— Естественно, что Данилевского более, чем кого-либо из других гимназистов, должно было интересовать «золотое яичко», которое готовилось Гоголем «имениннику». По живости своего нрава, в противоположность флегматику Гоголю, охотно участвуя не только во всех играх, но и в школьнических проделках товарищей, Данилевский относился более критически к скрытым затеям своего друга, нередко, как сказано, выходившим за пределы невинной шутки, и не раз уже выручал проказника-тихоню от заслуженного наказания. Сегодня он также нашел нужным не упускать его из виду и стал издали наблюдать за ним. Гоголь, очевидно, решился немедля привести свой таинственный план в исполнение. Пройдя в музей, он открыл там свой шкапчик (у каждого пансионера имелся в музее свой собственный шкапчик вышиной в полтора аршина, окрашенный белой краской), достал оттуда два листа рисовальной бумаги и скляночку гуммиарабика, присел к своему столу и стал склеивать листы краями.
«Гм, значит, карикатуру опять намалюет», — сообразил Данилевский.
Но друг его свернул уже свой двойной лист трубкой и вышел обратно в коридор, а оттуда на лестницу, чтобы подняться на третий этаж, где находились спальни.
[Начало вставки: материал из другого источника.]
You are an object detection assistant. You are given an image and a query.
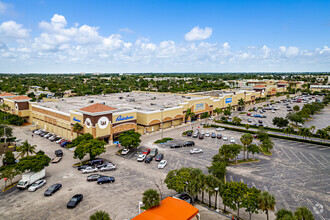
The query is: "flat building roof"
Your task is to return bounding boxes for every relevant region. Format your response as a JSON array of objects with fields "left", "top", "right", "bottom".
[{"left": 37, "top": 92, "right": 206, "bottom": 113}]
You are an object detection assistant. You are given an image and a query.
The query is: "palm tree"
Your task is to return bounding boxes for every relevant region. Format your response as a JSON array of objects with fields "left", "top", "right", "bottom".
[
  {"left": 17, "top": 141, "right": 37, "bottom": 157},
  {"left": 240, "top": 134, "right": 253, "bottom": 160},
  {"left": 238, "top": 98, "right": 245, "bottom": 110},
  {"left": 258, "top": 191, "right": 276, "bottom": 220},
  {"left": 73, "top": 122, "right": 84, "bottom": 135},
  {"left": 89, "top": 211, "right": 111, "bottom": 220}
]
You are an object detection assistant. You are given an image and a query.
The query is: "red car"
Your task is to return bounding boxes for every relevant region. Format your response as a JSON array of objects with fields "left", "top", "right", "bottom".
[{"left": 143, "top": 148, "right": 150, "bottom": 155}]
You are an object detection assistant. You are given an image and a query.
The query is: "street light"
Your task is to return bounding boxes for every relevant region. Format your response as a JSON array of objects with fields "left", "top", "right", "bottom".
[{"left": 160, "top": 108, "right": 164, "bottom": 139}]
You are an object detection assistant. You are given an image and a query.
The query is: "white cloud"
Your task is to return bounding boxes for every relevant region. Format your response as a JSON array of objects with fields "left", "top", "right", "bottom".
[
  {"left": 184, "top": 26, "right": 212, "bottom": 41},
  {"left": 0, "top": 21, "right": 30, "bottom": 39}
]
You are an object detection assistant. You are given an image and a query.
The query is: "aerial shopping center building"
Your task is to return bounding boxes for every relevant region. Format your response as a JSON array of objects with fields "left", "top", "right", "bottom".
[{"left": 0, "top": 85, "right": 286, "bottom": 143}]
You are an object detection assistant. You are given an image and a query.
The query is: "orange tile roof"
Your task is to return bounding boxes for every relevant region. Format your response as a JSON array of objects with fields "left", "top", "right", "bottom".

Войдя в спальню своего — «среднего» — возраста (воспитанники делились на три возраста), он воззвал нараспев:
— «Ой, Семене, Семене,
Ходи, серце, до мене!»
На зов его, как по щучьему веленью, тотчас показался с другого конца спальни дядька Симон.
Симон был специальным дядькой Гоголя. В первое время по открытии Нежинской гимназии, учебное начальство было в большом затруднении приискать достаточное число надежной прислуги и потому не препятствовало воспитанникам иметь при себе дядек из своих крепостных людей. Так и старик Симон, состоявший до тех пор дворовым поваром в Васильевке, попал в Нежин дядькой к своему панычу. К новым обязанностям своим он отнесся со всею беззаветной преданностью, какой в те патриархальные времена отличались крепостные «хороших» господ, к числу каковых бесспорно принадлежали и родители Гоголя. В начале пребывания в Нежине, когда дичок-паныч сильно тосковал еще по родному дому и, ложась спать, всякий раз, бывало, заливался слезами, Симон целые ночи напролет просиживал на табурете у изголовья плачущего и шепотом урезонивал безутешного, но обыкновенно достигал своей цели только при помощи припасенной на всякий случай «бонбошки». Понемногу мальчик, правда, обжился в чужой обстановке; но Симон, это единственное наличное звено, связывавшее с родительским домом, был ему по-прежнему «свой человек», которому без оглядки можно было доверять самые конфиденциальные поручения.
— Что треба панычу? — недовольным тоном спросил Симон. — Знать, все бонбошки опять вышли? Денег у меня ни гроша уже не осталось, — лучше и не проси.
— В одном кармане сочельник, в другом чистый понедельник? Старая, брат, песня! — сказал паныч, отмахиваясь своим бумажным свертком. — Дело теперь не в бонбошках, а вот в чем: достань-ка аршин и смерь мне сию штуку.
Но тут он заметил заглядывавшего к ним в дверь Данилевского.
— Э-э! ты чего там подсматриваешь? Не гляди, душенька! Ну, прошу тебя!
Данилевский отретировался; но когда, немного погодя, Гоголь прошел обратно в музей, друг его отправился на поиски Симона. Нашел он его в нижних сенях около кухни за какой-то столярной работой: наколов топором из доски четыре бруска и обтесав их, старик вымеривал теперь аршином каждый брусок, а потом стал прилаживать их один к другому. На полу около него стоял ящик с гвоздями и разными столярными принадлежностями.
— Ты что это, Симон, рамку для паныча мастаришь? — спросил Данилевский: — не по твоей, небось, поварской части?
Симон исподлобья сумрачно покосился на вопрошающего, обтер рукавом пот, выступивший на лбу от непривычной работы, и забрюзжал в ответ:
— Смастеришь тут! Ступай, батюшка, ступай, еще простуду схватишь: сени-то ведь не топлены.
В это время хлопнула дверь со двора и вошел к ним в сени один из сторожей, Кондрат, или, по местному говору, Киндрат, заведывавший осветительными материалами гимназии.
— А что, братику Киндрате, — обратился к нему Симон, — не найдется ль у тебя на мой пай три-четыре огарочка?
— Отчего не найтись, — отвечал Кондрат. — А на что тебе?
— Стало, надоть. Уважь.
— Да ты наперед скажи: на что?
— Ввечеру узнаешь.
Старик был крепко упрям, и добиваться от него чего-нибудь больше, очевидно, ни к чему бы не повело.